This subtree contains the Arm® Backend implementation for ExecuTorch. It supports multiple targets using a common infrastructure, that lowers PyTorch models to a TOSA representation. This representation is used to deploy to the following targets:
- Arm® Ethos™-U55/65/85 - Compiled using the Ethos-U Vela compiler.
- VGF Format, for ML extensions for Vulkan® – a format containing SPIR-V™ ML operators for Vulkan-capable devices.

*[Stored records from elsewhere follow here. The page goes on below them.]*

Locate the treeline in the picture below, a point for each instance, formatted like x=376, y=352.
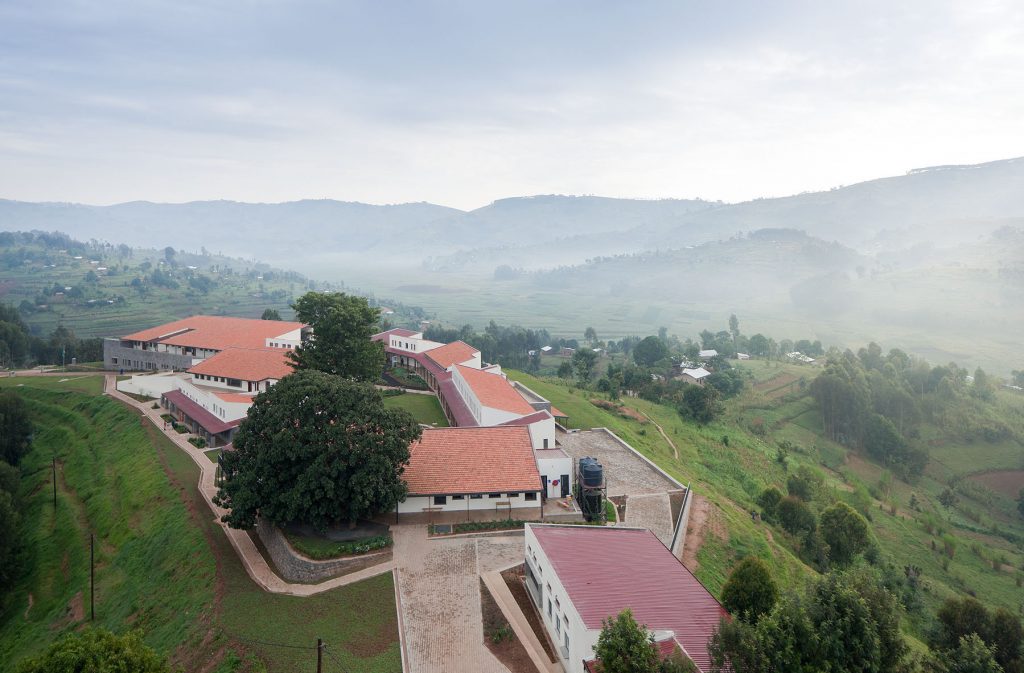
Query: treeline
x=20, y=348
x=878, y=402
x=508, y=346
x=15, y=437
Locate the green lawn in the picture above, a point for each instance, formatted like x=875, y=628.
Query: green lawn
x=732, y=474
x=424, y=409
x=162, y=563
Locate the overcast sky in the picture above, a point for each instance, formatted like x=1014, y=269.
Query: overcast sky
x=463, y=102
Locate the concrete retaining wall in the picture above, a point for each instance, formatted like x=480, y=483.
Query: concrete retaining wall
x=296, y=568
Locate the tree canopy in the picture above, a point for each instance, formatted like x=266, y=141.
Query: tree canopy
x=750, y=591
x=845, y=531
x=97, y=650
x=839, y=624
x=340, y=343
x=316, y=449
x=625, y=646
x=649, y=350
x=15, y=428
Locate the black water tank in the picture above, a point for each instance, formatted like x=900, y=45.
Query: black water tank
x=592, y=472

The backend provides an ahead-of-time (AOT) flow, that produces a PTE file for your chosen target. The AOT flow supports the following development operating systems:
- Linux aarch64
- Linux x86_64
- macOS™ with Apple® Silicon
In addition, the following deployment paths are supported by this backend:
- Bare metal build of a reference runtime for Arm® Cortex®-M with Ethos-U acceleration:
- Full testing is available in tree using Corstone™ Fixed Virtual Platforms (FVP).

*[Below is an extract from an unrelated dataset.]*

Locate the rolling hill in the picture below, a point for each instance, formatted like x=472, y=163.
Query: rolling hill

- Linux target support for VGF capable targets, using the executor_runner.
More information on TOSA can be found here: https://www.mlplatform.org/tosa/tosa_spec.html.
Below is an overview of the key folder and files in this directory:
backends/arm/
│
├── _passes/ # Graph transformation passes
│ ├── arm_pass_manager.py # Defines ordering of graph transformations
│ └── *_pass.py # Graph transformation implementation
│
├── common/ # Common functionality used across the backend
│
├── debug/ # Debugging schema and functionality
│
├── ethosu/ # Implementations of EthosUPartitioner and EthosUBackend
│
├── operator_support/ # Checks if operators can be partitioned
│
├── operators/ # ATen → TOSA serialization
│ ├── node_visitor.py # Defines base class for ATen → TOSA node visitors
│ └── op_*.py # Lowering implementations for individual operators
│
├── quantizer/ # Quantization-related logic
│ ├── arm_quantizer.py # EthosUQuantizer and VGFQuantizer definitions
│ └── quantization_annotator.py # Defines how operators are annotated for quantization
│
├── runtime/ # Backends for running inference on target devices
│ ├── EthosUBackend.cpp
│ └── VGFBackend.cpp
│
├── scripts/ # Auxiliary build, dependency installation and utility scripts
│
├── test/ # Unit tests for the backend
│ ├── ops/ # Operator level unit tests
│ ├── models/ # Model level unit tests
│ └── tester/ # Testing harnesses and utilities
│
├── third-party/ # External dependencies
│
├── tosa/ # Shared TOSA backend implementation and dialect
│
└── vgf/ # Implementations of VgfPartitioner and VgfBackend
The Arm backend can be built using the following command:
./install_executorch.sh
NOTE: While developing, it can be convenient to use ./install_executorch.sh --editable, which creates an editable installation of ExecuTorch.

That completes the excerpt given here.